A menor vulnerabilidade externa tornou o governo mais independente do mercado financeiro

"O BRASIL NÃO É para principiantes", dizia Tom Jobim. O estrangeiro demora muito a se situar. Mesmo o brasileiro experimentado tropeça, volta e meia. O governo Lula, por exemplo, é um fenômeno ambivalente, que escapa aos enquadramentos habituais.
Na área econômica, o governo começou, em 2003, sob o signo da cautela. Cautela, não. A palavra é outra: medo. A pergunta que muitos logo fizeram foi: O medo venceu a esperança? -uma inversão sarcástica do slogan da campanha eleitoral de 2002.
O sarcasmo era justificado. Todos, ou quase todos, os postos cruciais no Ministério da Fazenda e no Banco Central continuaram ocupados por economistas e financistas que poderiam ter servido, ou serviram mesmo, aos governos Fernando Collor e Fernando Henrique Cardoso. As mudanças ocorreram em outras áreas -na política externa e na política social, por exemplo.
É verdade que no início do governo, em 2003, políticas econômicas restritivas, no campo monetário e fiscal, eram inevitáveis. O país vivia situação econômica muito delicada, marcada por desequilíbrios de balanço de pagamentos, fuga de capitais, reservas internacionais reduzidas, depreciação do real e ameaça de volta da inflação.

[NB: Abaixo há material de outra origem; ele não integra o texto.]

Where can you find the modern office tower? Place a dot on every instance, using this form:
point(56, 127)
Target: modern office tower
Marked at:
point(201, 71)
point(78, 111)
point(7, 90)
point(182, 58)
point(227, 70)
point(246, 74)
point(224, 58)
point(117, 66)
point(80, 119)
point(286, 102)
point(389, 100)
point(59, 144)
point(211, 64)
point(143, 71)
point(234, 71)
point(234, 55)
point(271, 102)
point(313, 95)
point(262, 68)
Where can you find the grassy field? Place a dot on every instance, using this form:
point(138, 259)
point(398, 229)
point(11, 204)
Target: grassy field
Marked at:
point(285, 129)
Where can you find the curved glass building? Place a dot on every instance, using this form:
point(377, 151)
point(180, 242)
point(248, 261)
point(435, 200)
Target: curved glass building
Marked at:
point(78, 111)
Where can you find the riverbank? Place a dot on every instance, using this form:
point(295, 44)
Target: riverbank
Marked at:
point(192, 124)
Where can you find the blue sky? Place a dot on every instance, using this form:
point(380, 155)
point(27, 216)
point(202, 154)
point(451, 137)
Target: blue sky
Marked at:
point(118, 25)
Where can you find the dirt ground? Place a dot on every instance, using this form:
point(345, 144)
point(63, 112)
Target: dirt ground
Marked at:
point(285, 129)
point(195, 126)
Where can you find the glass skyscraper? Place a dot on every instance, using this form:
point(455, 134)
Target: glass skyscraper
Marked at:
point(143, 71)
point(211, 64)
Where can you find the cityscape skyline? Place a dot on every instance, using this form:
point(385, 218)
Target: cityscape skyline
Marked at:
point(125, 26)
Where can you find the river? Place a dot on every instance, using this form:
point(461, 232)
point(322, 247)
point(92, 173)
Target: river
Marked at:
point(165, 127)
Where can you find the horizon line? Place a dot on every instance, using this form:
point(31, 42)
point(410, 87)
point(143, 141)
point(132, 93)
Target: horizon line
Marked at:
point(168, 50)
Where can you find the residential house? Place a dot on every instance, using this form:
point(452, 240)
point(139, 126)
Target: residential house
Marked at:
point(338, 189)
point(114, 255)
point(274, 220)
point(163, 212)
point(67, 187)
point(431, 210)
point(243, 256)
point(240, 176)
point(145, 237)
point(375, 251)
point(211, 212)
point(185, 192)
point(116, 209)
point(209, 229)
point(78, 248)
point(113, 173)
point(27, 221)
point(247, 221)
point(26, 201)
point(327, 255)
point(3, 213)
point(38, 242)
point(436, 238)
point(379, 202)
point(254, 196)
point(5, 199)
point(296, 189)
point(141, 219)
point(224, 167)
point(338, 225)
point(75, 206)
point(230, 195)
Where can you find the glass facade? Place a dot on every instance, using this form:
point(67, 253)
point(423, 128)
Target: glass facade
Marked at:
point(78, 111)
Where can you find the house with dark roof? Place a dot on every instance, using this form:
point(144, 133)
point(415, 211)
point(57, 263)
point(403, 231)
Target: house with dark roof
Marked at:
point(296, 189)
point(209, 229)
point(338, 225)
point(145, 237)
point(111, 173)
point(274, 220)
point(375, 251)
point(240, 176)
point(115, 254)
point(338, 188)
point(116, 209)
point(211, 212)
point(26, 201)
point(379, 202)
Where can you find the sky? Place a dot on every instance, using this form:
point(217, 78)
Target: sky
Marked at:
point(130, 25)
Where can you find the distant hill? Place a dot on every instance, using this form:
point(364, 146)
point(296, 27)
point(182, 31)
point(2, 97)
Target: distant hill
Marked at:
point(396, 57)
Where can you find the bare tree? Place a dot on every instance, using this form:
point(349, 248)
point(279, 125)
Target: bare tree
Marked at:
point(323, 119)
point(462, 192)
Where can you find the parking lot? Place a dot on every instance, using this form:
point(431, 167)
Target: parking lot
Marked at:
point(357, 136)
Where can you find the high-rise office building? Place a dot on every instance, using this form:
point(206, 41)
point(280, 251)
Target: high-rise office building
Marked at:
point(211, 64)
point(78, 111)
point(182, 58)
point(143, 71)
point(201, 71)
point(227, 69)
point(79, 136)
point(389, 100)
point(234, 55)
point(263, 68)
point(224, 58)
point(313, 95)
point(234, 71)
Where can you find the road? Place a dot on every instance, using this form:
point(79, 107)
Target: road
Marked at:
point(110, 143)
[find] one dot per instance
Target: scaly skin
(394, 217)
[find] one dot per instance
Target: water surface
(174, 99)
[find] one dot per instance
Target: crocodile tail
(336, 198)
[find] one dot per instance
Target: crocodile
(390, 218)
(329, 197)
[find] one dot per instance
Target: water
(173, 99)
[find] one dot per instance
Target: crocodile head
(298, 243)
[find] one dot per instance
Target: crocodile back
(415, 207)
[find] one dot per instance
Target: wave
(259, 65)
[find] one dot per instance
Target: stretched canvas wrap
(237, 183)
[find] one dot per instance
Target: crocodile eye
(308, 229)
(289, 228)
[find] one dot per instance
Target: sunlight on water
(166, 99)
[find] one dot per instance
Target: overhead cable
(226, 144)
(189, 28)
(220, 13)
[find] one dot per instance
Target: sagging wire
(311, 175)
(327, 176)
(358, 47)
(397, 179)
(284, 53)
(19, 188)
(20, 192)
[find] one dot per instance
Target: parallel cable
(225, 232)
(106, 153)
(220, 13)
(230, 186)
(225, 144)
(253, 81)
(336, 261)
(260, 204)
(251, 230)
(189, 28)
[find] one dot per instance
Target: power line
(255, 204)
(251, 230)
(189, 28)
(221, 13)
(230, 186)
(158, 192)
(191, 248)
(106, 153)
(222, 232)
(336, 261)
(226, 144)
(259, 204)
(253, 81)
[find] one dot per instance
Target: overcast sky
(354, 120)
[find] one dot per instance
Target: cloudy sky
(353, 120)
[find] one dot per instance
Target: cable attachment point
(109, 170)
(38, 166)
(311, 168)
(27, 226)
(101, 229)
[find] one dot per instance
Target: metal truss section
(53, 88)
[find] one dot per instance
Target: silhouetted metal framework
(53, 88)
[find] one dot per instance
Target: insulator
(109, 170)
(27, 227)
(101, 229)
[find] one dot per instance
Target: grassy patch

O que se esperava, porém, é que essas políticas restritivas representassem uma transição para um novo modelo. Com o passar do tempo, ficou claro que elas estavam se consolidando como orientação duradoura do governo. Fortaleceu-se a impressão de que, nas eleições presidenciais de 2002, o candidato que seria vitorioso fizera um acordo com o "establishment" financeiro, assumindo o compromisso de manter essencialmente intocada a área econômica do governo em troca de uma redução das resistências à sua candidatura.
O então novo ministro da Fazenda, Antônio Palocci Filho, encantou-se imediatamente com o seu papel de fiador da "responsabilidade" econômica. Era celebrado em prosa e verso nos meios financeiros locais e internacionais.
A queda de Palocci não estava nos planos do governo, mas acabou abrindo caminho para mudanças graduais na área econômica. O presidente da República não aceitou a sugestão de nomear para a Fazenda alguém da confiança do mercado. Preferiu nomear alguém da sua própria confiança.
Àquela altura, o desgaste da linha estritamente ortodoxa já estava bastante visível. A grande frustração era, como ainda é, o baixo crescimento da economia. Além disso, a crise política de 2005-2006 deve ter deixado algumas lições para o presidente da República. Por mais que se esforçasse, seguindo fielmente as políticas econômicas "responsáveis" esperadas pelo "establishment", o ex-metalúrgico e ex-líder sindical jamais seria aceito como membro do clube. A campanha eleitoral de 2006 mostraria que grande parte, provavelmente a maior parte das elites e da classe média alta se opunha de maneira feroz à reeleição de Lula.
Com a sua vitória, o acordo de 2002 caducou. O presidente ficou com as mãos livres para mudar de orientação na área econômica. Tanto mais que a diminuição da vulnerabilidade externa desde 2003 tornara o governo brasileiro mais independente das opiniões e dos preconceitos do mercado financeiro doméstico e internacional.
Não acontecerão mudanças bruscas. Não é o estilo do presidente. Mas a inflexão começou mesmo antes das eleições. Aos poucos, pediram demissão ou foram sendo demitidos diversos integrantes da equipe do ministro Palocci. Hoje, não sobra no Ministério da Fazenda quase nenhum secretário da gestão anterior. O BNDES passou de Carlos Lessa para Guido Mantega, depois para Demian Fiocca e, agora, para Luciano Coutinho -todos economistas de orientação desenvolvimentista.
Até no Banco Central notam-se sinais de mudança. Recentemente, saíram dois diretores considerados mais rígidos. O diretor recém-indicado, Mário Torós, sabatinado anteontem no Senado, parece ter dado indicações claras de que chega com uma orientação diferente. "A taxa de juro [...] pode cair muito mais nas próximas reuniões [do Copom]", disse ele.
Novos rumos?


PAULO NOGUEIRA BATISTA JR., 52, escreve às quintas-feiras nesta coluna. Diretor-executivo no FMI, representa um grupo de nove países (Brasil, Colômbia, Equador, Guiana, Haiti, Panamá, República Dominicana, Suriname e Trinidad e Tobago).